2009-07-04 17:57:50 | 雑記録

2009年7月 4日

『素人が口を出すな』という感じがあった ~全国検察審査協会連合会会長

法律の改正で検察審査会が果たす役割も大きくなり、その存在がさらに脚光を浴びることになりそうです。ある意味前進であり前向きの評価をしたいところですが、実際問題として裁判をきちんとやってほしいと願っている人たちの思いが叶えられるだろうかという疑問があります。

高知白バイ事件で、検察審査会の議決がでました。「不起訴不当」でした。審査員11人中6人、もしくは7人が検察のやったことは納得できないと判断した結果だと推定されます。民主主義の多数決の原理でいけば文句なしに「検察が起訴しないのはオカシイ」という結論を高知県民が出したということです。が、それでも検察は微動だにしませんでした。当時は「6人・7人の不起訴不当」だろうがが「8人以上の起訴相当」と議決がでても法改正以前ですから拘束力はななく、検察にとっては痛くもかゆくもありませんでした。無視していればよかったわけです。
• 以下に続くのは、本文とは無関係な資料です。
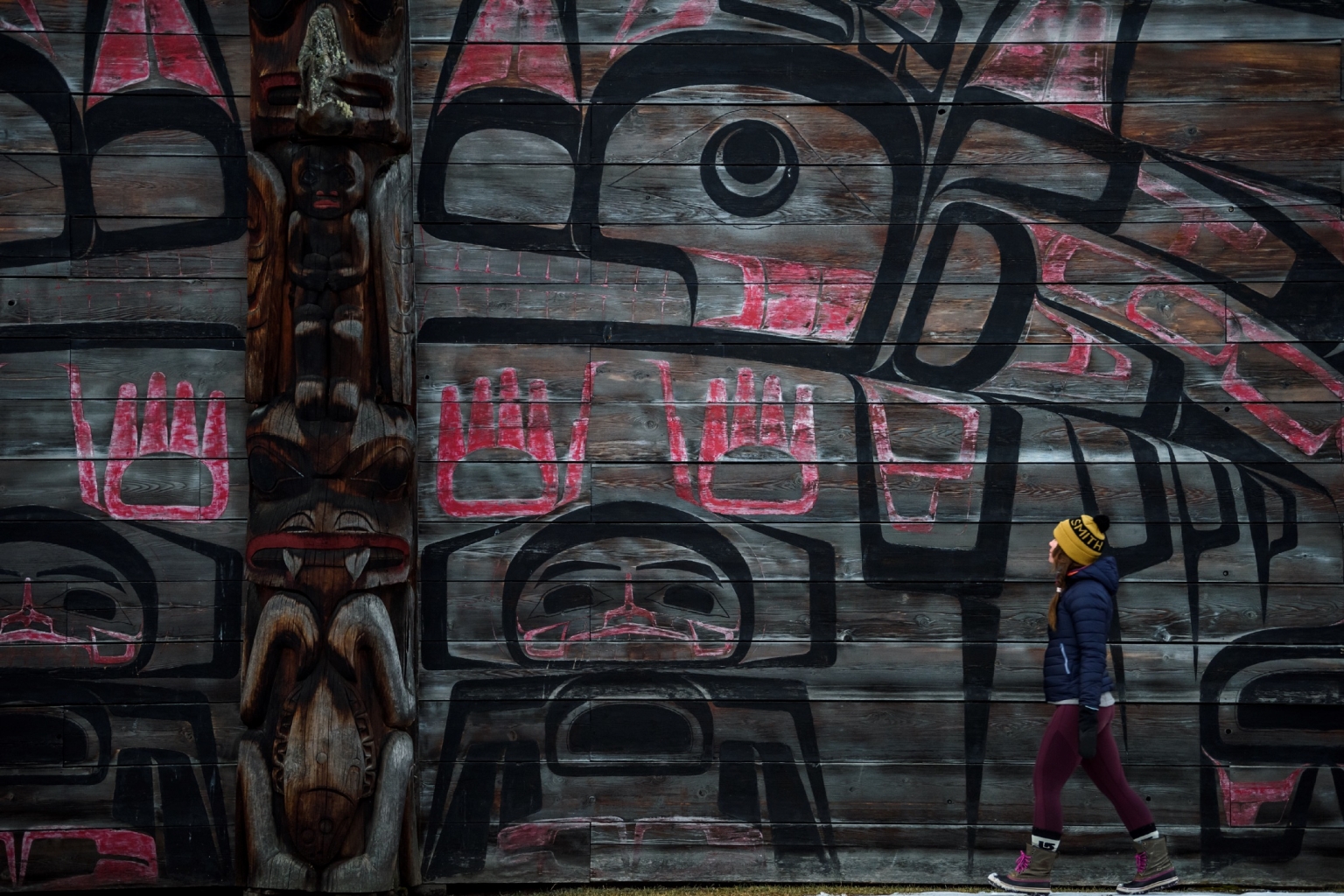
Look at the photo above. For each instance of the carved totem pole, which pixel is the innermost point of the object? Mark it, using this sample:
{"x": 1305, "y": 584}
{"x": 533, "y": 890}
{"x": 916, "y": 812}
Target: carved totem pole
{"x": 326, "y": 774}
制度の中で、「不起訴不当」と「起訴相当」の閾値(6人・7人、8人以上)がどんな経緯で作られたか知りませんが、制度が作られて随分時間が経ちました。その制度が十分に機能してこなかったこともあり、それを生かそうとして法律がすこし改正されました。せっかくそういう機運がでてきたのですから、もう少し踏み込んでやってもらいたい思いがあります。というのは、
裁判員制度では多数決で有罪無罪を決め、死刑でさえ多数決で決めるご時勢ですから、検察審査会の場でも単純明快な「多数決」でなんの問題がありましょうか、ということです。
「不起訴不当」と「起訴相当」を廃止して「2分の1以上の多数決」にすべき、ということです。
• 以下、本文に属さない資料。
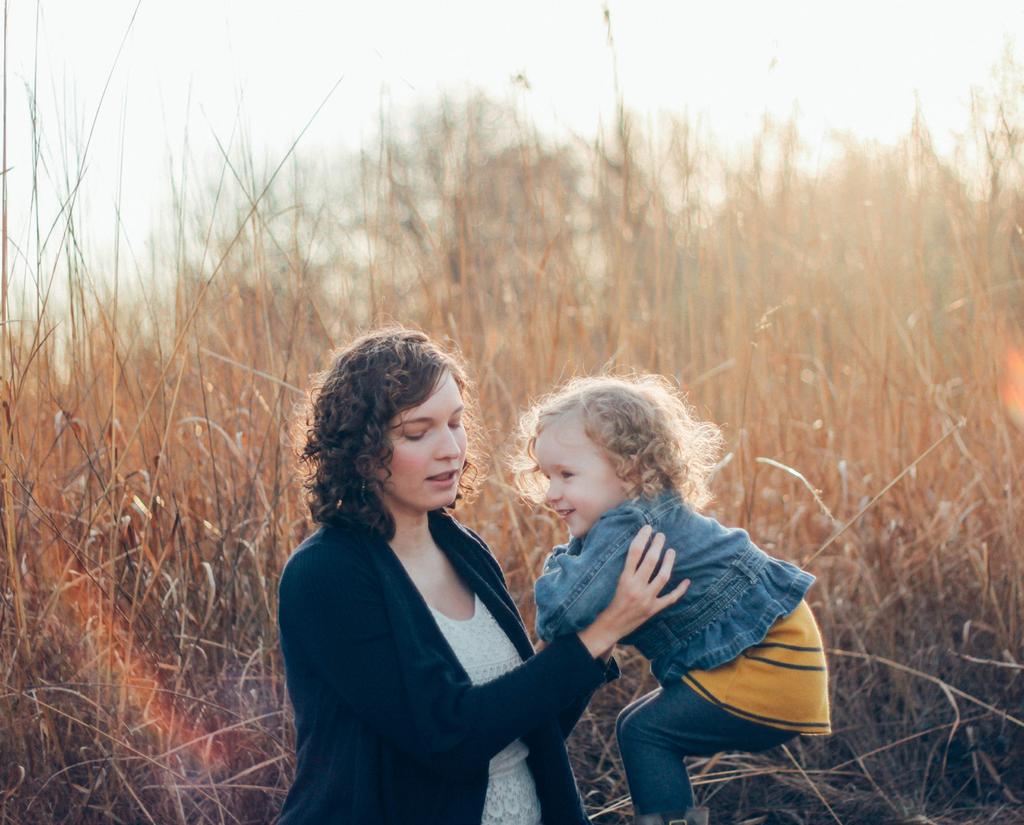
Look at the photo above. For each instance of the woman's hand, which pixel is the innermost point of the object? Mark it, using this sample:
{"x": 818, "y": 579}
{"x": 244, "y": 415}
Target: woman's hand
{"x": 636, "y": 598}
裁判の数が増加するのを避けたい、予算面で云々というのがあるのでしょう。が、それは別の問題です。裁判官を増やすなどしなければならないですが、それは避けて通れないことです。予算を押さえるためにヘンテコな理屈を拵えて入口を絞ることなど本末転倒なことです。
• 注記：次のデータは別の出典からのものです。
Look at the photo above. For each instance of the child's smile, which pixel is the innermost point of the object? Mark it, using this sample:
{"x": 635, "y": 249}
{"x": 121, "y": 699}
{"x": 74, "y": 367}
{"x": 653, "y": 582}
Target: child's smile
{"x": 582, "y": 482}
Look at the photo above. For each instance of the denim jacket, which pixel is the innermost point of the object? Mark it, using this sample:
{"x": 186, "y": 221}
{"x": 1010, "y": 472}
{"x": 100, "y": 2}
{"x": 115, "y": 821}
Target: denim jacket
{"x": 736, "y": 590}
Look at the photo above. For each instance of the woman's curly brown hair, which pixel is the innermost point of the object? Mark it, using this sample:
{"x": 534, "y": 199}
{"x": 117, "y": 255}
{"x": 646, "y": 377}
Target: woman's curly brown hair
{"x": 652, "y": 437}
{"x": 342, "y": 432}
ということと、もう一つ、「検察の協力が十分に得られるかどうか」です。
これは下記の中日新聞が一番最後でふれています。
高知白バイ事件は特異な事件ですが、それでも裁判にのせることができれば通常の事件として扱われるので多くの人がそれを望んでいたと思います。ところが検察は検察審査会の議決も無視、なにもしませんでした。

ここで仮定の話として考えてみます。
「2回つづけて起訴相当の議決がでて、弁護士が起訴して裁判を始めることとなった」として想定してみます。
高知白バイ事件では証拠自体が怪しいとみられ、その証拠能力を担保するオリジナルのネガフィルムさえ拒否されている事件です。オリジナルのというのがポイントです。接写され作られた写真の複製ネガフィルムではない、生のネガということです。
裁判で認定された証拠といっても物証はなく、路面にあったとされるブレーキ痕のようなものを写した写真があることが決定的な証拠とされ、ほか証言として白バイ隊員の目撃証言だけが認定されました。そのほかは一切無視、却下されました。
そんな事件において弁護士が起訴したとして、どこまで証拠集めができるだろうか、検察や警察に乗り込んで調べられるだろうかという大問題があります。
選任された弁護士には起訴できる権限は与えられますが、捜査権は与えられません。証拠に辿り着くにはどうしても捜査権が必要であり、そのときは検察にお願いして依頼するしか方法はありません。そこで検察がホイホイと協力してくれるというなら、そもそもがそんなゴタゴタになってなかったでしょうし、検察審査会の出番もなく、検察が起訴を拒むこともなかったはずです。
ということは、検察が捜査に協力しないだろうということが容易に想像されます。

※「検察の協力」について、何日か前のNHKクローズアップ現代で取り上げられ、実際の事件で苦労し、協力が得られなかったという弁護士が登場していました。

とにもかくにも司法制度改革の歯車が回りだしました。
どうせやるなら制度をちゃんと機能させた方がいいに決まっているので、上で述べた2点についても議論が高まってほしいものだと思います。 

 1. 「不起訴不当」と「起訴相当」を廃止して、単純明快な「2分の1以上の多数決」一本にする
 2. 選任された弁護士に捜査権を与える

中日新聞2009年7月3日

  ■ 無罪増加?

 最高裁の統計によると、検審で「起訴相当」か「不起訴不当」と議決されたもので、起訴に至ったのは三割弱。審査員OBでつくる全国検察審査協会連合会の高野武会長(七七)は「これまで検察には『素人が口を出すな』という感じがあった」と振り返る。

 議決に法的拘束力を持たせた今回の法改正と裁判員制度導入は、国民の司法参加を担う「車の両輪」とされる。起訴された事件を国民が裁く裁判員裁判と同様、不起訴事件についても民意を直接反映させる狙いがあった。

 交通事故や業務上過失事件の被害者が強制起訴に寄せる期待は大きい。だが、一般的には不起訴になった事件は公判維持が難しく、結果的に無罪が増える可能性もある。

 神弁護士は「有罪率99%の現状が世界で異例。無罪になっても、裁判という公の場で審理されることに意味がある」と強調する。

 二度目の起訴議決で、弁護士が被告の責任を追及する検察官役となる。補充捜査が必要とされる事件も予想される。このため、検察の協力が十分に得られるかどうかが課題だ。